The problem: There's an increased risk of death from getting too much epoetin, says researcher Mae Thamer of the Medical Technology and Practice Patterns Institute in Bethesda, Maryland.
Why would for-profit centers overuse the medication? Possibly because it's more profitable.
Epoetin is one of the few treatments for end-stage kidney disease that's readily reimbursed by Medicare, says Thamer. In fact, epoetin comprise 11% of all Medicare costs for end-stage kidney disease, with almost $2 billion in payouts for the drug each year.
And some experts say up to 25% of a dialysis center's profits may come from epoetin, a synthetic version of a hormone normally produced by the kidneys called erythropoietin.
This hormone stimulates the bone marrow to produce red blood cells, which carry oxygen to all of the other cells in the body. People with kidney disease don't always produce enough erythropoietin, and the result can be anemia.
There's still some debate about what the optimal levels of treatment should be.
In her study, Thamer and her colleagues compared the treatment received at nonprofit and for-profit dialysis centers for nearly 160,000 dialysis patients over a two-month period.
They found vast differences in the way anemia was treated, depending on the type of center where someone received dialysis.
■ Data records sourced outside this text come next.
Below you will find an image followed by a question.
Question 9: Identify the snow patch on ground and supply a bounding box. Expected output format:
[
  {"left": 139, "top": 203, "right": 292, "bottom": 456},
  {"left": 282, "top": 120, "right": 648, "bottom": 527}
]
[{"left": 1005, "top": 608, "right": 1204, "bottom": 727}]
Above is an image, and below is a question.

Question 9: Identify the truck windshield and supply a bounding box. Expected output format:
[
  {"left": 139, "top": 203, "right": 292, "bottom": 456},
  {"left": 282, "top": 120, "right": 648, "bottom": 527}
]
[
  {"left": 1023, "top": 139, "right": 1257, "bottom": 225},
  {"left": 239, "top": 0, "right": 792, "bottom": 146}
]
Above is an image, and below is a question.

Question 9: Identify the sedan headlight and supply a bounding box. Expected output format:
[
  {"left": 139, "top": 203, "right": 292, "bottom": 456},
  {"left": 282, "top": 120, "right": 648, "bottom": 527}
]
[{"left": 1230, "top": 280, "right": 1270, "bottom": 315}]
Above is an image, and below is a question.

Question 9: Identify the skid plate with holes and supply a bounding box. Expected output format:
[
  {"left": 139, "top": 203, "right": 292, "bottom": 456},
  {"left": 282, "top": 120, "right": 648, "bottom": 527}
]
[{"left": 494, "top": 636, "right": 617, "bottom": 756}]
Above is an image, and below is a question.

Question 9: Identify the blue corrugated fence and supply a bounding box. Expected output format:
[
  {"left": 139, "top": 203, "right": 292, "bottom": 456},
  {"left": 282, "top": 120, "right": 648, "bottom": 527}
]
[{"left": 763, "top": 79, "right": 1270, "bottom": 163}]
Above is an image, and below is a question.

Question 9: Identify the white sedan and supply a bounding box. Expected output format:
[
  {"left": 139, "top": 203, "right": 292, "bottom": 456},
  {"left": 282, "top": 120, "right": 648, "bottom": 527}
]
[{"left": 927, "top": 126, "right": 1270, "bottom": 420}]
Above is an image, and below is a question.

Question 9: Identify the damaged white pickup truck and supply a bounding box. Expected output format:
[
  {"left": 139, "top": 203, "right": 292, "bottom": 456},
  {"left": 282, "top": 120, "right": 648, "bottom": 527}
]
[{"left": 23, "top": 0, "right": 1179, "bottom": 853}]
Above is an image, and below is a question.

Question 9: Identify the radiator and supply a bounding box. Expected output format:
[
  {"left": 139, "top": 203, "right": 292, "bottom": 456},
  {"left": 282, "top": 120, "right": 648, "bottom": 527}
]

But overall, for-profit facilities administered roughly one-third more units of epoetin per week.
Although each individual patient needs a varying dose of epoetin to combat anemia, reimbursement for each patient) "would be based from a population standpoint," which averages the reimbursement to account for individual variations.
"Reimbursement needs to be tied to providing dialysis," notes Daniel Coync, MD, of Washington University School of Medicine, who was not involved in the study. "Right now, we offer perverse incentives where wasting epoetin is beneficial even at the risk to the patient's health."